On Wednesday 13 January 2016 17:27:16 Dave Chinner wrote:
I think it was more than that when I first looked, so it's between 0.2% and 0.3% of savings in total memory, which is certainly worth discussing about, given the renewed interest in conserving RAM in general. If we want to save this memory, then doing it at the same time as the timespec64 conversion is the right time so we don't need to touch every file twice.
You just uttered the key words: "If we want to save this memory"
So let's stop conflating two different lines of development because we only actually *need* y2038k support.
The fact we haven't made timestamp space optimisations means that nobody has thought it necessary or worthwhile. y2038k support doesn't change the landscape under which we might consider the optimisation, so we need to determine if the benefit outweighs the cost in terms of code complexity and maintainability.
So separate the two changes - make the y2038k change simple and obviously correct first by changing everything to timespec64. Then it won't get delayed by bikeshedding about an optimisation of that is of questionable benefit.
Fine with me. I think Deepa already started simplifying the series already. I agree that for 64-bit machines, there is no need to optimize that code now, since we are not regressing in terms of memory size.

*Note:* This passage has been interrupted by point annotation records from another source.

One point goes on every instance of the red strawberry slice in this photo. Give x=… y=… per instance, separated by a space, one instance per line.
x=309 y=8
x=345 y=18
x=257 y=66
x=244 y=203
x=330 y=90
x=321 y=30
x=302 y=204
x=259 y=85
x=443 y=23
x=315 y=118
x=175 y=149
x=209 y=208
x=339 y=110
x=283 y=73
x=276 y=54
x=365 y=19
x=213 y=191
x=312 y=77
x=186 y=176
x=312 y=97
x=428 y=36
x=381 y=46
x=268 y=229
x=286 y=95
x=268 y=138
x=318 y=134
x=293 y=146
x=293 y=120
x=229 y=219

For 32-bit machines, we are regressing anyway, the question is whether it's by 12 or 24 bytes per inode. Let me try to estimate the worse-case scenario here: let's assume that we have 1GB of RAM (anything more on a 32-bit system gets you into trouble, and if you have less, there will be less of a problem). Filling all of system ram with small tmpfs files means a single 4K page plus 280 bytes for the minimum inode, so we need an additional 6MB or 12MB to store the extra timespec bits. Probably not too bad for a worst-case scenario, but there is also the case of storing just the inodes but no pages, and that would be worse.
I've added the linux-arm and linux-mips lists to cc, to see if anyone has strong opinions on this matter. We don't have to worry about x86-32 here, because sizeof(struct timespec64) is 12 bytes there anyway, and I don't think there are any other 32-bit architectures that have large-scale deployments or additional requirements we don't already have on ARM.